Я стараюсь не глядеть на петлю гигантских шагов, еще совсем недавно она притягивала меня, обещала избавление. Останавливала мысль о матери и, как ни странно, неловкость перед Вилмой и Арноутом. Ведь им же с «этим» оставаться перед всей деревней; и еще: мальчишкам испорчу любимое, так хорошо устроенное, такое привычное и обжитое место игр. Ведь помнила хорошо, чем был деревянный настил в ветвях старого вяза, что рос на кладбище у заброшенной церкви, где таились подолгу, прячась от расписанного по часам образцового распорядка пионерского лагеря.

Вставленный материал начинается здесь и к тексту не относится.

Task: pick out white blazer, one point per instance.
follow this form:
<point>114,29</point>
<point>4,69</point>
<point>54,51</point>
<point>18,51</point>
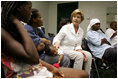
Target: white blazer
<point>68,39</point>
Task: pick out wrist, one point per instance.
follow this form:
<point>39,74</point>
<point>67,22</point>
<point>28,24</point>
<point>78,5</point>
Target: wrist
<point>56,65</point>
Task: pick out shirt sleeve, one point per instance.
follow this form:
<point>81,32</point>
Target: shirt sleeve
<point>109,33</point>
<point>35,38</point>
<point>60,51</point>
<point>93,38</point>
<point>60,35</point>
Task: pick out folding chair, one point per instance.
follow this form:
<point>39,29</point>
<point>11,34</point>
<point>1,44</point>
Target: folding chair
<point>85,47</point>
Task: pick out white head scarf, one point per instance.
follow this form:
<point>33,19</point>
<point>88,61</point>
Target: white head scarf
<point>92,22</point>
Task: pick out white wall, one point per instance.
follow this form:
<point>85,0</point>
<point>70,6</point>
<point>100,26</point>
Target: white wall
<point>92,9</point>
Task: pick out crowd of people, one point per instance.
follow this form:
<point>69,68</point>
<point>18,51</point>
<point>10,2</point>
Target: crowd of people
<point>26,51</point>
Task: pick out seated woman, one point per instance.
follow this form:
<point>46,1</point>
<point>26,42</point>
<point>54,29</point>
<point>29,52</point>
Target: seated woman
<point>70,38</point>
<point>100,45</point>
<point>40,40</point>
<point>19,56</point>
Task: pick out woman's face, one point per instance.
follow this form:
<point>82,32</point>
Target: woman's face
<point>96,26</point>
<point>25,12</point>
<point>38,21</point>
<point>76,19</point>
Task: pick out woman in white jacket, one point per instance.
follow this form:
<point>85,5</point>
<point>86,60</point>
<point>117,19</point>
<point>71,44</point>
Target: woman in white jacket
<point>70,38</point>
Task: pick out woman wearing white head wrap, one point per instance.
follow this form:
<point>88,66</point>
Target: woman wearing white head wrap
<point>99,44</point>
<point>92,22</point>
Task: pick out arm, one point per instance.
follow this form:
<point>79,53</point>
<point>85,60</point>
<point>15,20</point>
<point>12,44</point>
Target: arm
<point>56,72</point>
<point>114,35</point>
<point>60,58</point>
<point>57,39</point>
<point>104,41</point>
<point>24,51</point>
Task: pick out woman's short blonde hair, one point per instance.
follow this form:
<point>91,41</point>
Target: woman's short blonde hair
<point>77,11</point>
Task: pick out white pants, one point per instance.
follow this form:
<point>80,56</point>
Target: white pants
<point>79,59</point>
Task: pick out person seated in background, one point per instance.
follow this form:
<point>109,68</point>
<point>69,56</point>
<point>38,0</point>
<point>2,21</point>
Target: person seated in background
<point>112,33</point>
<point>63,22</point>
<point>99,43</point>
<point>40,40</point>
<point>19,56</point>
<point>70,39</point>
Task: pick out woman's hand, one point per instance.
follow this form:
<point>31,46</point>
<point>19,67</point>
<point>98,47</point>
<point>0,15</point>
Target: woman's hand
<point>85,58</point>
<point>14,20</point>
<point>57,73</point>
<point>57,45</point>
<point>41,46</point>
<point>48,42</point>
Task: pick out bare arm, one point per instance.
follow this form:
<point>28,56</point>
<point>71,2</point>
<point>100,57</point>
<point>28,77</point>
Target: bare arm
<point>24,51</point>
<point>114,35</point>
<point>104,40</point>
<point>60,58</point>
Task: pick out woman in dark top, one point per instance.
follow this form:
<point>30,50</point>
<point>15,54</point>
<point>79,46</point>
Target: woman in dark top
<point>16,44</point>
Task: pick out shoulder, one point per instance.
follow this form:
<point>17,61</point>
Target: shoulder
<point>28,27</point>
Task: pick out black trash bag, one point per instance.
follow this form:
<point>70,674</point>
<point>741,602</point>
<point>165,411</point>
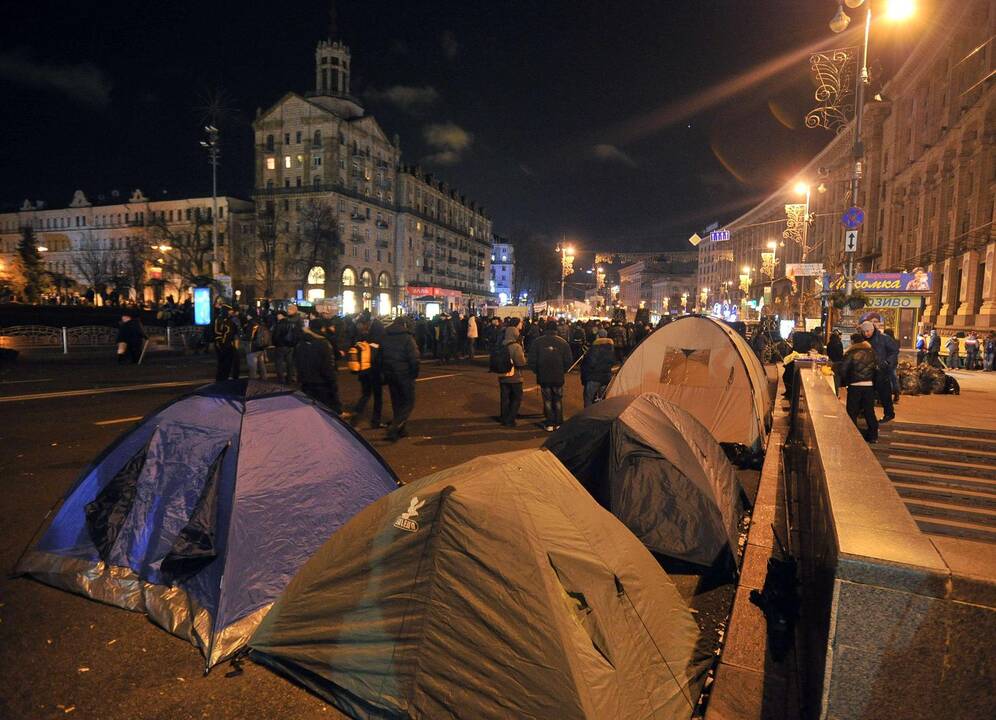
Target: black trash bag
<point>106,514</point>
<point>779,601</point>
<point>194,547</point>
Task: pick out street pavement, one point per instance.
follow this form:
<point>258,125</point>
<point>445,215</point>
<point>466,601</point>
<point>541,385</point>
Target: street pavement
<point>61,654</point>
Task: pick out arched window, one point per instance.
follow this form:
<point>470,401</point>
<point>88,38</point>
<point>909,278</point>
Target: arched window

Еще одни черные ладони, торчащие из земли, — кладовка для осиновых опилок и рядом крошечный, пропитанный черной смолой домик, пахнущий рыбой, — коптильня Томалисов. Откуда-то неожиданно вынырнул Бастик, пристроился следом за Динго. Он всегда возникал словно из-под земли, этот непутевый пес. Его я встретила прошлым летом в лесу. Первое живое существо, бросившееся на мой зов, и я глупо поверила в неожиданную счастливую привязанность коротконогого уродца. Посидев в доме недолго, съев печенье и сахар, Бастик начал крутиться у двери и скулить, а когда выпустила, деловито затрусил, видимо, хорошо знакомой тропинкой через цветники, огород к теплице. И сколько ни звала, ни кричала — даже не оглянулся.